Schiedsrichter Rainer Wenzel steht seit rund fünf Jahrzehnten auf der Platte. Die Liebe zu seiner Sportart ist immer noch riesengroß.

Von Ralf Kandel 25.05.2021, 10:15
Rainer Wenzel, Handball-Schiedsrichter aus Erdeborn, vor der Sporthalle in Wansleben
Rainer Wenzel, Handball-Schiedsrichter aus Erdeborn, vor der Sporthalle in Wansleben Foto: Ralf Kandel

Erdeborn/Wansleben - Warum sich Rainer Wenzel dem Handball verschrieben hat? Fast verwundert schaut der 61-Jährige angesichts einer solchen Reporterfrage. Dann sagt er: „Ich bin zwar in Eisleben geboren, aber ich habe mein Leben lang in Erdeborn gelebt. Erdeborn ist ein Handballdorf, da kriegt man die Sportart mit in die Wiege gelegt.“ Losgekommen ist Rainer Wenzel von seiner in die Wiege gelegten Leidenschaft ein Leben lang nicht, der Handball hat immer eine wichtige Rolle im Alltag und auch und vor allem an den Wochenenden für ihn gespielt. Und das jetzt mittlerweile gut fünf Jahrzehnte lang.

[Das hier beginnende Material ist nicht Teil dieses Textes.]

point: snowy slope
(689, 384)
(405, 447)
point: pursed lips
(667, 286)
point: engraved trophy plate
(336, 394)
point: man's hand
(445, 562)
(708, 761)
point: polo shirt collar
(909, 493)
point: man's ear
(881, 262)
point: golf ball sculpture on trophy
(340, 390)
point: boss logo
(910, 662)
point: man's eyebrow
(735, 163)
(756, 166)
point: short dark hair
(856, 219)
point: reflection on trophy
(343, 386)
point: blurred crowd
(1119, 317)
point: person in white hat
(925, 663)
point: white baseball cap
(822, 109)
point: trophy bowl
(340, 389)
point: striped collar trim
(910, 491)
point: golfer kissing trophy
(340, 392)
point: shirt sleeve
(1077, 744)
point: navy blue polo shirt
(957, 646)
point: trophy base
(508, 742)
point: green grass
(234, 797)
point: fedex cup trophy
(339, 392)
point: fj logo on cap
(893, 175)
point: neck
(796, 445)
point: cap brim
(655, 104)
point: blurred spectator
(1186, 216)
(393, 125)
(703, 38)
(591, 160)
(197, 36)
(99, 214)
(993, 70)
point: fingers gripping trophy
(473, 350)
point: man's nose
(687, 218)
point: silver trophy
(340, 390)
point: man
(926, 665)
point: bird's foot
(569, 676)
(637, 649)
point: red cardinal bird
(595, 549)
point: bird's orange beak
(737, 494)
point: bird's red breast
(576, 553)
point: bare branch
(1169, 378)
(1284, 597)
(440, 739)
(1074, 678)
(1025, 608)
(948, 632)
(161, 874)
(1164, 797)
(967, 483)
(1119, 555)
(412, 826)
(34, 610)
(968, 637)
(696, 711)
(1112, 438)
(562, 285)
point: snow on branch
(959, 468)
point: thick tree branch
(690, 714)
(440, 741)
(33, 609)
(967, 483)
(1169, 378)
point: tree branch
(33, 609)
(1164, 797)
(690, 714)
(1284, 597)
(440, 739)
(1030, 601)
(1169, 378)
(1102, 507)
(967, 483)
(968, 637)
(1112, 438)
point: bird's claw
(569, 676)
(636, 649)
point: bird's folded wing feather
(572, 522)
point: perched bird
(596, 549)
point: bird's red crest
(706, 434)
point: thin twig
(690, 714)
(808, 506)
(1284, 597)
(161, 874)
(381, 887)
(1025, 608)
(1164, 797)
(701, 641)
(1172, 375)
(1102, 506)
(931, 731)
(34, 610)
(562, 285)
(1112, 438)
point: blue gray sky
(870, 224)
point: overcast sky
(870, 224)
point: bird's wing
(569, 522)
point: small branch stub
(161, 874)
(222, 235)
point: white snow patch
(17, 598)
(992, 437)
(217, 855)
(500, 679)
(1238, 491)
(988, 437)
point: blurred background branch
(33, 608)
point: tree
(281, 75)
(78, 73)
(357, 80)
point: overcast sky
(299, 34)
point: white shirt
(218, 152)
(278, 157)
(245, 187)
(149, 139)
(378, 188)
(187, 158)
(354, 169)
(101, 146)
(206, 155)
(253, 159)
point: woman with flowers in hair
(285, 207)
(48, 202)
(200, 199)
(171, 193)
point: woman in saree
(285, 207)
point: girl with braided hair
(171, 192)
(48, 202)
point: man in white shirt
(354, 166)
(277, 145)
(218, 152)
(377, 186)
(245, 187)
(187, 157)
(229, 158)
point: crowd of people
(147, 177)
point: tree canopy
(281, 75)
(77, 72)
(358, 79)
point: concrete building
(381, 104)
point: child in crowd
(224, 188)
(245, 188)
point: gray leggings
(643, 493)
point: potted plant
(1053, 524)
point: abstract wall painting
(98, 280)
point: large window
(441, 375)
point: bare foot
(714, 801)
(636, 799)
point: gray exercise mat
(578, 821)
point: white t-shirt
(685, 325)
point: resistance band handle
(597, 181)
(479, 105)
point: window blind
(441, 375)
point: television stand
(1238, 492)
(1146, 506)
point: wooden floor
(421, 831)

„Dass ich jeden Tag irgendwas mit Handball zu tun habe, ist eher die Regel als die Ausnahme. Samstag und Sonntag wird gepfiffen, in der Woche gibt es jede Menge schriftlichen Kram, der erledigt werden muss“, sagt er dann auch eher sachlich. Der Reihe nach.

Frühe Begeisterung für Handball

Seit September 1971 ist Wenzel Mitglied beim BSV Fichte Erdeborn und Handballer. „Wir waren zehn Jungs in der Klasse, fast alle haben bei Fritze Eube und Karl-Heinz Lehmann trainiert und gespielt“, erinnert er sich an die Anfänge zurück. Und an die Zeiten, die folgten. Erst in der Jugend, dann im Männer-Team. Und schließlich seit 1985 als Schiedsrichter. Mittlerweile sind es gut 1.400 Spiele, die er geleitet hat. Viele davon gemeinsam mit Rainer Temm, einem Freund aus Kindergartentagen und Mitschüler aus der damaligen Handballklasse. Gemeinsam sind sie längst eines der bekanntesten Schiedsrichterduos aus der Region.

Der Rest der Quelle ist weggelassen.